A single AiS unit is capable of meeting the usual demand placed on the network by up to 100 homes operating at 2.5-3 bar in pressure. However, the beauty of the system is its modular nature, with any number of pumps and tanks able to be deployed in combination, explains Lewis.

“We can daisy chain our tanks together, but we can also daisy chain the pumps together, if you need more flow. The clever part is that the pumps use Bluetooth so that they act as a single unit - they don’t have to be physically connected. I could be pumping into one part of the network, and then I could set up another water station and pump into another part of the network 100 yards up the road, and I can build that into a temporary infrastructure to create a mini reservoir of water.

“You don’t have to use the tanks: there’s no reason why you couldn’t park a tanker and use that as the reservoir, with our pumps. The only problem with that is that in an emergency situation, tankers are suddenly very in demand, as are drivers, and everybody is after that resource. So by setting up our little water stations, you can then do a milk round and fill them up. That’s a much better use of that resource then tying the tankers to a particular area.”

In a large scale loss of supply due to an emergency incident, the water stations could be concentrated on sites such as schools or old people’s homes, helping to minimise disruption to vulnerable customers.

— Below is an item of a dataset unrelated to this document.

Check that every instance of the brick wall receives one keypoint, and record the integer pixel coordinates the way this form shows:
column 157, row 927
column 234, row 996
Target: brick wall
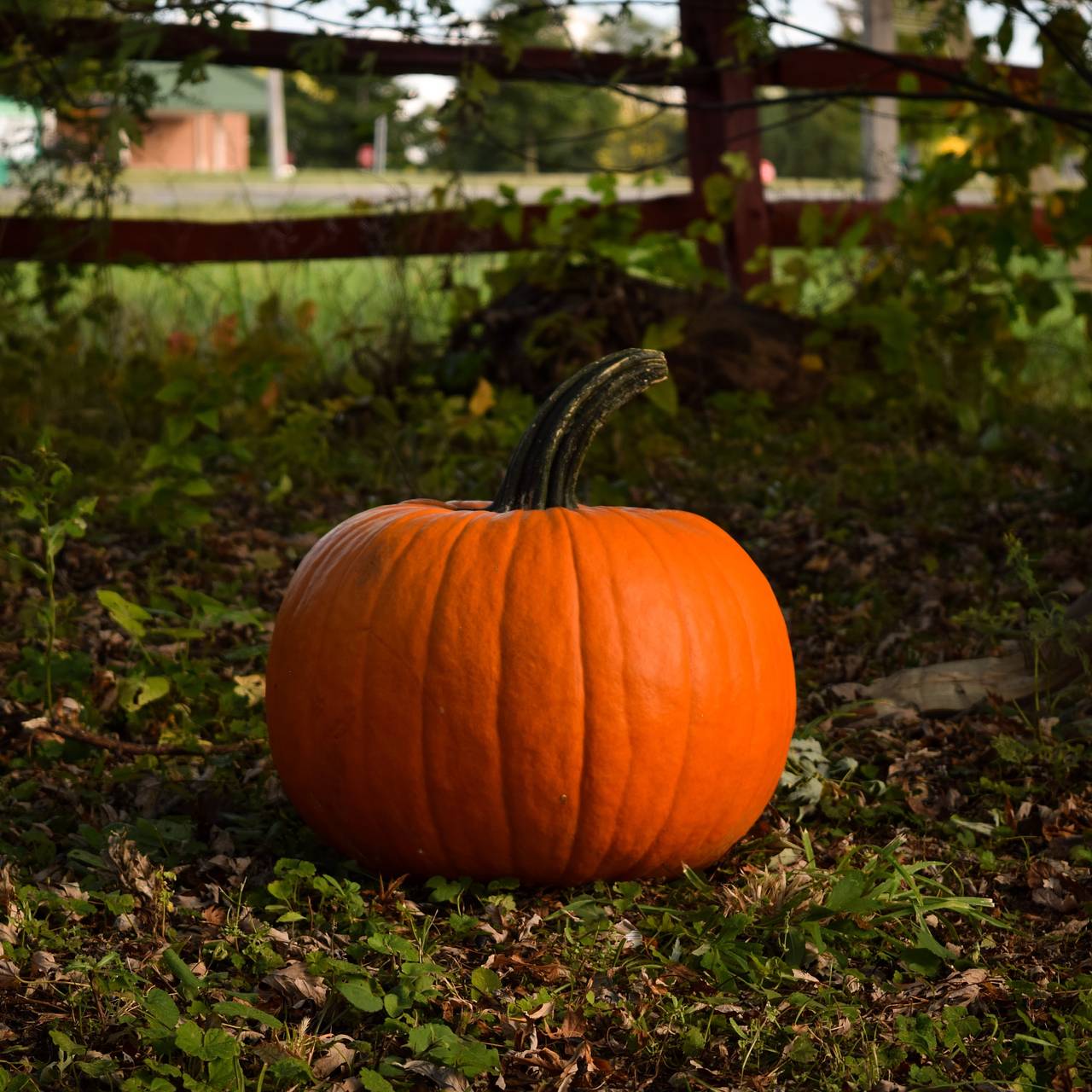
column 203, row 142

Case Study: Business Continuity in Kent

When an unplanned burst main caused a retail park in Crayford, Kent to lose water supply, several water-dependent businesses found themselves cut off from water, including the local Nando’s restaurant and Parcel Force vehicle maintenance depot. Due to the scale and expected duration of the event, tankers were mainly engaged in other duties. Thames’s operations team decided to deploy Always in Supply (AiS) units to four locations in the retail park; AEWT tanks were filled once a day from tankers on a milk round basis. Systems were maintained by staff with Arlington support. Without the system, the businesses might have faced a week or more without water; with AiS, they were back in supply in a few hours. The units kept going until the network was fully restored 14 days later, and none of the connected businesses claimed for losses.

Last Word: Mark Jenner, Head of Operations Systems, Thames Water

“This is really changing the mindset for us and shown us a new way of working,” says Mark Jenner, Head of Operations Systems at Thames Water. “Culturally, when alternative water is needed we’ve always used bottled water and tankers. But when we use bottled water, we have got a third party involved: they have got to go and transport the product for us. This way, it’s all in our control, we have our own resources working on the situation.

“The customer receives better service – they are none the wiser inside their house with the taps still running - and it buys us more time, so we don’t have to put pressure on our teams to cut corners when they are doing the civils work of relining a mains, for example.

“Our carbon footprint is lower as well, because in most cases, we can fill the tanks from the main before we shut it down, so we are not driving round the countryside with big lorries full of bottled water.”